Empire of Storms (Throne of Glass #5)(171)
Aelin decided to do them all a favor and cut in, “I need more men, Ansel. And I do not have the ability to be in so many places at once.” They were all watching now.
Ansel set down the bottle. “You want me to raise another army for you?”
“I want you to find me the lost Crochan witches.”
Manon jerked upright. “What.”
Aelin scratched at a mark on the table. “They are in hiding, but they’re still out there, if the Ironteeth hunt them. They might have significant numbers. Promise to share the Wastes with them. You control Briarcliff and half the coast. Give them inland and the South.”
Manon was prowling over, death in her eyes. “You do not have the right to promise such things.” Rowan’s and Aedion’s hands shot to their swords. But Lysandra opened a sleepy eye, stretched out a paw on the bench, and revealed the needle-sharp claws that now stood between Manon’s shins and Aelin.
Aelin said to Manon, “You cannot hold the land, not with the curse. Ansel won it, through blood and loss and her own wits.”
“It is my home, my people’s home—”
“That was the asking price, wasn’t it? The Ironteeth get their homeland returned, and Erawan probably promised to break the curse.” At Manon’s wide eyes, Aelin snorted. “Oh—the Ancients didn’t tell you that, did they? Too bad. That’s what Ansel’s spies picked up.” She looked the Wing Leader over. “If you and your people prove to be better than your Matrons, there will be a place for you in that land, too.”
Manon just stalked back to her seat and glared at the galley’s small brazier as if she could freeze it over.
Ansel murmured, “So touchy, these witches.”
Aelin clamped her lips together, but Lysandra let out another breathy cat laugh. Manon’s nails clicked against each other from across the room. Lysandra merely answered with her own.
Aelin said to Ansel, “Find the Crochans.”
“They’re all gone,” Manon cut in again. “We’ve hunted them to near-extinction.”
Aelin slowly looked over a shoulder. “What if their queen summoned them?”
“I am no more their queen than you are.”
They’d see about that. Aelin laid a hand flat on the table. “Send anything and anyone you find north,” she said to Ansel. “Sacking Melisande’s capital on the sly will at least piss off Erawan, but we don’t want to be stuck down here when Terrasen is attacked.”
“I think Erawan was probably born pissed.” Only Ansel, who had once laughed at death as she’d leaped a ravine and convinced Aelin to nearly die doing the same, would mock a Valg king. But Ansel added, “I’ll do it. I don’t know how effective it’ll be, but I have to go north anyway. Though I think Hisli will be heartbroken to say farewell to Kasida once again.”
It was no surprise at all that Ansel had managed to hold on to Hisli, the Asterion mare she’d stolen for herself. But Kasida—oh, Kasida was just as beautiful as Aelin remembered, even more so once she’d been led over a gangway onto the ship. Aelin had brushed the mare down when she’d led her into the cramped, wet stables, and bribed the horse to forgive her with an apple.

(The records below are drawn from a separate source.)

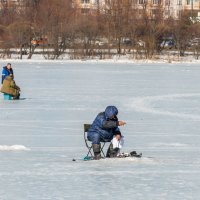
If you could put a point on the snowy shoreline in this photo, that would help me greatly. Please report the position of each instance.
(106, 61)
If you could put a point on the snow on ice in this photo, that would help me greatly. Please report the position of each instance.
(160, 103)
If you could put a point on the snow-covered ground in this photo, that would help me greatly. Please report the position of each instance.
(39, 136)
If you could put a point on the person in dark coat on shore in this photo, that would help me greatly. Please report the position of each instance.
(104, 127)
(9, 87)
(7, 70)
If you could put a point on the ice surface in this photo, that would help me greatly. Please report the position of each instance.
(13, 148)
(159, 102)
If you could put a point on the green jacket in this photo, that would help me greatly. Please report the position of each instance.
(9, 87)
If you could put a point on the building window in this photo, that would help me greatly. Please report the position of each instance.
(167, 2)
(142, 1)
(179, 2)
(85, 1)
(156, 1)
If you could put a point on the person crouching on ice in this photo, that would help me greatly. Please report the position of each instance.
(115, 145)
(104, 127)
(9, 87)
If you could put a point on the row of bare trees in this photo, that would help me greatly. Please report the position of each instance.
(118, 27)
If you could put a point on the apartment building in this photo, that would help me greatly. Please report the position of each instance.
(170, 8)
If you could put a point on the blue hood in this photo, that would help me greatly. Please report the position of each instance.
(110, 111)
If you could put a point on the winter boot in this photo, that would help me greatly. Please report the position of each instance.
(97, 151)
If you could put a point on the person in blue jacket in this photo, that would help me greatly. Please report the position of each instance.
(104, 127)
(7, 70)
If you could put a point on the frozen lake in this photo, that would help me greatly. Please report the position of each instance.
(159, 102)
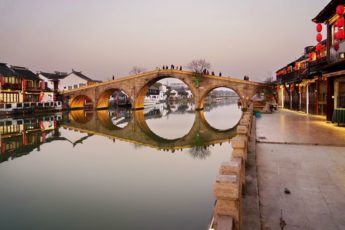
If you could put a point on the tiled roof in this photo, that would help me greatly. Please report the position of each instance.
(54, 76)
(328, 11)
(6, 71)
(25, 73)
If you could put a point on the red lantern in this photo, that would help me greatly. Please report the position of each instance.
(340, 22)
(340, 34)
(318, 47)
(319, 37)
(340, 9)
(319, 27)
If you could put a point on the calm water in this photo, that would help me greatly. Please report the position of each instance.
(114, 169)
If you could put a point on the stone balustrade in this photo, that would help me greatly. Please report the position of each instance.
(231, 179)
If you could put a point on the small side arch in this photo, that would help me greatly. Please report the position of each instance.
(204, 95)
(103, 99)
(81, 102)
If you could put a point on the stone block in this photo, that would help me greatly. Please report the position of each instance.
(242, 129)
(231, 167)
(238, 143)
(241, 153)
(236, 166)
(228, 208)
(227, 187)
(223, 223)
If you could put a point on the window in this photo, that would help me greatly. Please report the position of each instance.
(341, 95)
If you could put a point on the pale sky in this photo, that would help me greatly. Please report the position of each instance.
(108, 37)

Ansel slugged from the bottle. “I heard, you know. When you went to Endovier. I was still fighting my way onto the throne, battling Lord Loch’s horde with the lords I’d banded together, but … even out in the Wastes, we heard when you were sent there.”
Aelin picked at the table some more, well aware the others were listening. “It wasn’t fun.”
Ansel nodded. “Once I’d killed Loch, I had to stay to defend my throne, to make it right again for my people. But I knew if anyone could survive Endovier, it’d be you. I set out last summer. I’d reached the Ruhnn Mountains when I got word you were gone. Taken to the capital by …” She glanced at Dorian, stone-faced across the table. “Him. But I couldn’t go to Rifthold. It was too far, and I had been gone too long. So I turned around. Went home.”
Aelin’s words were strangled. “You tried to get me out?”
The fire cast Ansel’s hair in ruby and gold. “There was not one hour that I did not think about what I did in the desert. How you fired that arrow after twenty-one minutes. You told me twenty, that you’d shoot even if I wasn’t out of range. I was counting; I knew how many it had been. You gave me an extra minute.”
Lysandra stretched out, nuzzling Ansel’s hand. She idly scratched the shifter.
Aelin said, “You were my mirror. That extra minute was as much for me as it was for you.” Aelin clinked her bottle against Ansel’s again. “Thank you.”
Ansel just said, “Don’t thank me yet.”
Aelin straightened. The others halted their eating, utensils discarded in their stew.
“The fires along the coast weren’t set by Erawan,” Ansel said, those red-brown eyes flickering in the lantern light. “We interrogated Melisande’s Queen and her lieutenants, but … it wasn’t an order from Morath.”
Aedion’s low growl told her they all knew the answer before Ansel replied.
“We got a report that Fae soldiers were spied starting them. Firing from ships.”
“Maeve,” Gavriel murmured. “But burning isn’t her style.”